Here’s a list of lowest common denominator rules for deployments that should apply across multiple languages and/or build tools
Don’t deploy development “snapshots” to production. Deploy a real release. Actually “cut” a release. I know there are many people out there who will whine that this process takes too long for whatever reason – maybe your build tool has to run the build three times for cut a release? Maybe you just don’t want to be bothered stopping everything to make a release.
So many people in the industry just skip releases and deploy straight from master or HEAD. Maybe this works if you are a ten person startup, but if you run a real business this is an awful way to operate. All it takes is one critical bug to realize two things: A.) There is no roll-back place because it isn’t possible, and B.) You don’t know how long it will take to get the system back up and running because of A. Have fun if you don’t cut releases. (Have fun getting your resume ready for your next job, that is.)
Make it impossible for development or snapshot builds to end up in production. Enforce this rule; otherwise, you’ll give people the option to ignore it. When it comes to a production deployments you should understand that people will always find a way around the rules if possible and expedient, short-term solutions often win out when a team is under pressure to deliver.
If you are using Nexus or Artifactory (or some other repository manager). Create a repository that is specifically for production and isolate it from repositories that contain snapshots. Use network or firewall rules to make sure that no one, no one can access the development repository even if they really need to. This is the only way to truly ensure that snapshots never end up in production.
Have an immediate way to find out what version has been deployed to production. (and I mean immediate.) Have you ever seen a bug in production and people are running around like crazy idiots trying to figure out what version of the code was deployed? Your build tool should be able to write a git commit hash or a branch and version name to some file (and if it can’t find another one.)
Nothing looks worse to management when the team responsible for the build can’t immediately tell you with certainty what version of code is running in production. Don’t be that team.
Practice a rollback before every release. Many people reading this will think I’m joking because the reality in many organizations is that you’ve never, ever, ever done a rollback.
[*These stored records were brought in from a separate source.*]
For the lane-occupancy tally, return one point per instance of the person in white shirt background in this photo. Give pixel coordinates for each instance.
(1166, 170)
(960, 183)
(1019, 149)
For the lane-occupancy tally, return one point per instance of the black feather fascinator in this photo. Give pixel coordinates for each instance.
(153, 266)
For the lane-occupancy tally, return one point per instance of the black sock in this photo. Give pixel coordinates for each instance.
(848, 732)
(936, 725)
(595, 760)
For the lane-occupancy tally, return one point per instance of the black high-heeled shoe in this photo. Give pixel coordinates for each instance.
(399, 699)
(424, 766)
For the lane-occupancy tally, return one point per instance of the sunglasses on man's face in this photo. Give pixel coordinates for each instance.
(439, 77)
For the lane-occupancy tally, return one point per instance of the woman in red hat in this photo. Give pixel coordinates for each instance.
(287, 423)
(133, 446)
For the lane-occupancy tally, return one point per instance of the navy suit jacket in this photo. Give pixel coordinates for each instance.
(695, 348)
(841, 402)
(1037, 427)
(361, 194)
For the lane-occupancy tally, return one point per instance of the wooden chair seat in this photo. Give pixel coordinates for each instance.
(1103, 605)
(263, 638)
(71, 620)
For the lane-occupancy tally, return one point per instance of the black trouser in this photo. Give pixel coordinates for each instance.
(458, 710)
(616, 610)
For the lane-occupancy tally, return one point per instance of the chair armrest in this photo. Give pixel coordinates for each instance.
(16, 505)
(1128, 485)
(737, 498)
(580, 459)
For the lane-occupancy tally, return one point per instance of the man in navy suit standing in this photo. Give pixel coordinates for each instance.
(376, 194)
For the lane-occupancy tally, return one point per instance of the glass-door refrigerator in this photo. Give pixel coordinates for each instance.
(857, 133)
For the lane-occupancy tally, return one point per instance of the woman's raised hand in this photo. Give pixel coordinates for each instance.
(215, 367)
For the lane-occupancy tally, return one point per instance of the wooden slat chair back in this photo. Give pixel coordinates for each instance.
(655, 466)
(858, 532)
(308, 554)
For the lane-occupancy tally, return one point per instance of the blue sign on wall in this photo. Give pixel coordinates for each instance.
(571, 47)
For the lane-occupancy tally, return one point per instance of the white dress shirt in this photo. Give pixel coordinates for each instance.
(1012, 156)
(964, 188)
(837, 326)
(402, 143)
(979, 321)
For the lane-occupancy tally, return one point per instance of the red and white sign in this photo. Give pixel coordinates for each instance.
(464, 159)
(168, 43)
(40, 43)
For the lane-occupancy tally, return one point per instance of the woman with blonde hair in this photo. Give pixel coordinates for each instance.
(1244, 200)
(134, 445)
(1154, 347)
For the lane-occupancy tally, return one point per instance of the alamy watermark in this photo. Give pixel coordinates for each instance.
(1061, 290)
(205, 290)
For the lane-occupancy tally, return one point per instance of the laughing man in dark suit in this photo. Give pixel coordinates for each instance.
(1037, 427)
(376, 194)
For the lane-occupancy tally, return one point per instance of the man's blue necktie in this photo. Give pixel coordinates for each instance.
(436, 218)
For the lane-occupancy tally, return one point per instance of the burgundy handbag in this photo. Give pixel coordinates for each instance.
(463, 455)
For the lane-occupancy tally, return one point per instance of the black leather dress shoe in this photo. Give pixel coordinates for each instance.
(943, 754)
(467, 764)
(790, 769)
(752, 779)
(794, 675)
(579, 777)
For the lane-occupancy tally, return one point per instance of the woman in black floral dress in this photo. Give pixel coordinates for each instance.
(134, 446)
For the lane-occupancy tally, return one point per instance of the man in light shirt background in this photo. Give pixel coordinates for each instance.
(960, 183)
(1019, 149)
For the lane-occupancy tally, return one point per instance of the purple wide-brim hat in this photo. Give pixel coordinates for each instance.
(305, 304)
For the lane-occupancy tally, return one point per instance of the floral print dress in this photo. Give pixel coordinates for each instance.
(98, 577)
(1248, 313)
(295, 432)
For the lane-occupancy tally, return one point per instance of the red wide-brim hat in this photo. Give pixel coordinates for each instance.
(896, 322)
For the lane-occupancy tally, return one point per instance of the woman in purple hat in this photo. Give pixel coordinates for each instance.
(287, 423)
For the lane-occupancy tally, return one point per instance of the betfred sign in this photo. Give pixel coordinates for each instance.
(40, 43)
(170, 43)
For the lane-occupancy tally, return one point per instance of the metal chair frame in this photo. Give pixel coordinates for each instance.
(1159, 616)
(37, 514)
If you are testing properly, rollbacks should be rare, but software systems are complex and failure is unpredictable no matter how much testing happens.
If you never practice a rollback there’s a good chance you couldn’t pull it off even if you needed to, and there’s also a chance that a rollback would put your databases into an unrecoverable state of highly-visible failure. If the question, “how quickly can we rollback?” produces an involuntary nervous chuckle from your deployment people then it is time to schedule a drill.
Have a plan to verify your release. Have you ever deployed to production only to wonder if the deployment actually worked? This is what happens when you don’t have a QA team. If you have a QA team they will often stay up all night with you to verify that a release has been deployed successfully. Be that team, because the alternative is often error prone.
If your deployment process involves software developers pushing code to production and then just “clicking around” to see if it all works. You are doing it wrong, and you are likely violating an important rule of software development: you (almost) need a good QA team more than you need a good team of developers.
Drill. Run drills. Make them unexpected. Watch a submarine movie, any submarine movie because they are usually all the same. Right after the initial dive and the singing of patriotic US or Russian songs, the captain whips around and runs a drill – all hands on deck, we just lost the database.
Developers and people involved in devops tend to think that these drills are silly and meant for operations. They aren’t. When production goes haywire it’s almost always the developers being pulled into the war room being asked to guess what the problem is. Toward a production launch, get your systems into staging and make something fail on purpose. This way you’ll know exactly who needs to be involved if a failure occurs.
Know your build tool. Don’t just use your build tool, understand the best practices around it. Most build tools come with an approach to deployments that encourages some of the steps I’ve listed in this entry.